(Dow Jones) The government wants people to know more about what they are getting for their money from financial advisors. When they know it may be as important as what they are told.

As regulators and the advising industry gear up for expected reforms, much of the attention has been on so-called point-of-sale disclosures-that is, the information a firm must provide up-front when a financial transaction is agreed upon.

Chet Helck, chief operating officer of Raymond James Financial Inc., questions whether that is the right moment to bury a client with disclosures. "It's so difficult because of the complexity of all the various things one needs to understand," he said during an interview with Dow Jones Newswires on Monday.

"What are you going to do? Hand somebody a 40-page document that they're expected to analyze and absorb at the moment they're trying to decide whether to make a transaction or not?" said Helck, who spoke at the Securities Industry and Financial Markets Association annual meeting on Monday. "If you just tune it out after a while, is that really effective disclosure?"

The possibility of a new federal fiduciary standard seems to top the list of regulatory concerns among retail brokerages. Greater interest in disclosure by regulators, however, could rank a close second. Requiring brokerages to enhance the disclosures they already make could mean providing investors with more information about commissions, such as the portion of mutual fund load fees that is directed back to the advisor and revenue sharing that goes back to the advisor's company. Brokerages could also, conceivably, end up disclosing performance-based pay incentives for advisors, such as details about recruitment bonus packages that promise part of the payout when an advisor brings over client assets and reaches certain production levels.

Helck says that disclosures aren't a problem, but an investor's ability to process the information under some circumstances could undermine the point. "There are ways to do it where it's all in writing, or where you provide it on a timed or regular basis. Then it's accessible to analysis," said Helck, who is also a Sifma board member.

An online guide to mutual-fund investing for Raymond James includes a section about how the firm and its advisors are compensated. The Web site explains, for example, that advisors receive a portion of the commissions investors pay to buy mutual funds. It also mentions "other forms of compensation" which include payments from companies that sponsor, manage and promote the sale of certain mutual funds by Raymond James. Those payments, according to the Web site, cover certain firm expenses, such as those for marketing mutual funds to new investors.

Recent concerns voiced by regulators, however, raise questions about whether that level of disclosure will continue to be adequate, or whether brokerages will have to provide even more details. Those could include dollar amounts they receive from outside companies for promoting certain securities or even specifics about advisors' brokerage compensation packages.

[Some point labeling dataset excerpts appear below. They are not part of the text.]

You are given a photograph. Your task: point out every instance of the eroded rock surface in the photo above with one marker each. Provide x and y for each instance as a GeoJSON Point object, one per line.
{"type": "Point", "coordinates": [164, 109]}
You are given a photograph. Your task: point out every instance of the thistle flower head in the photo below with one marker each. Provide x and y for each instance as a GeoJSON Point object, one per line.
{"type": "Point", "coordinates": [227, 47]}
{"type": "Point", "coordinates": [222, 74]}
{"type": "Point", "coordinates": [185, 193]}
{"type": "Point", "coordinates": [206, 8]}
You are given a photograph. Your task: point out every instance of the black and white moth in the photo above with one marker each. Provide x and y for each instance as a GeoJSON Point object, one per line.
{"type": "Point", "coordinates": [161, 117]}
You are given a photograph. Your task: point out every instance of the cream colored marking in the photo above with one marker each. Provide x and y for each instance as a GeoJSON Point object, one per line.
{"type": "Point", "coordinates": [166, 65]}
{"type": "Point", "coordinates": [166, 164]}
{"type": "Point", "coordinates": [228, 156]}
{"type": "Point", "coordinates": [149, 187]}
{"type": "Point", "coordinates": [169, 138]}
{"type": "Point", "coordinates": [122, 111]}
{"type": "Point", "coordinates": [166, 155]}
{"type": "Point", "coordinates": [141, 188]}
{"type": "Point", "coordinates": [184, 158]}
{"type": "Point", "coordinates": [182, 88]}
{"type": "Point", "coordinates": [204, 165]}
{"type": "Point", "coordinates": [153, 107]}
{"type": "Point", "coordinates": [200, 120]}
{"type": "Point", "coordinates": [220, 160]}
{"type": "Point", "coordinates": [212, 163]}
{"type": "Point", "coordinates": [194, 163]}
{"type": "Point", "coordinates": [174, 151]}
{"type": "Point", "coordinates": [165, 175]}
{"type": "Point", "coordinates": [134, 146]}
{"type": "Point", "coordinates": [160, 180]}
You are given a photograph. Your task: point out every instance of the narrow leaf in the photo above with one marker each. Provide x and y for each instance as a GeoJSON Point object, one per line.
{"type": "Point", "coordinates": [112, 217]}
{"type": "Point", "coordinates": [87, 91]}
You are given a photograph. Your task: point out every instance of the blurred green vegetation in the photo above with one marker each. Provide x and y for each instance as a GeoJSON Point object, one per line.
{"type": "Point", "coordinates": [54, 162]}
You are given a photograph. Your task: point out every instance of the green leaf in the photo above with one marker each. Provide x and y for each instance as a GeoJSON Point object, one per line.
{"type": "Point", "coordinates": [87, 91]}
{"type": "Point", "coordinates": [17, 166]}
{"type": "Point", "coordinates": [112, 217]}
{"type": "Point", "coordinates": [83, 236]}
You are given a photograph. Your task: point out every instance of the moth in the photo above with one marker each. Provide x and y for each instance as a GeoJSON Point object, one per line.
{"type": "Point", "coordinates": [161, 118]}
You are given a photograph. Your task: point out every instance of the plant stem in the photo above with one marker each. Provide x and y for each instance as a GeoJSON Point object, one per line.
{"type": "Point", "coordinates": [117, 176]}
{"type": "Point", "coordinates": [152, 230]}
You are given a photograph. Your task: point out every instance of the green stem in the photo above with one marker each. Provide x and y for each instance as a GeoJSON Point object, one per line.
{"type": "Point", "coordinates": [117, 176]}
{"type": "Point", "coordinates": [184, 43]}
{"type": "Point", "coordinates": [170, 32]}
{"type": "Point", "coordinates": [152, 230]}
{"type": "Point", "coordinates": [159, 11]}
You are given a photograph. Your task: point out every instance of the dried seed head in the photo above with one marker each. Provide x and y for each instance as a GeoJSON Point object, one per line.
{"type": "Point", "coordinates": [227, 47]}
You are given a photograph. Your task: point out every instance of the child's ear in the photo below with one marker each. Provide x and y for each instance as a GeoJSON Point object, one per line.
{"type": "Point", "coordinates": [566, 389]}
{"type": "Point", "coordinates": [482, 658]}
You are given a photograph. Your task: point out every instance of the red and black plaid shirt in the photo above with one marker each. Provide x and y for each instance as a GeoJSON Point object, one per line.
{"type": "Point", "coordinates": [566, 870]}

Richard Ketchum, chairman of the Financial Industry Regulatory Authority, recently suggested the use of Web-based disclosure systems that would include plain English-information and the option to review more specifics, such as details about conflicts of interest. Finra, Wall Street's self-policing organization, is requesting comment on a possible plan for a plain-English upfront disclosure document that explains a firm's accounts and services, its conflicts of interest and "any limitation on duties owed to the customer," according to a recent regulatory notice.

Helck isn't concerned that investors could be scared away by too much information about broker compensation. Most investors would stick with their advisors, he says, even if after knowing about a bonus that is tied to performance goals, or that an advisor gained financially by convincing the client to switch firms. "I think all but the most nascent of investors know that people have to change firms and that these things happen," he said.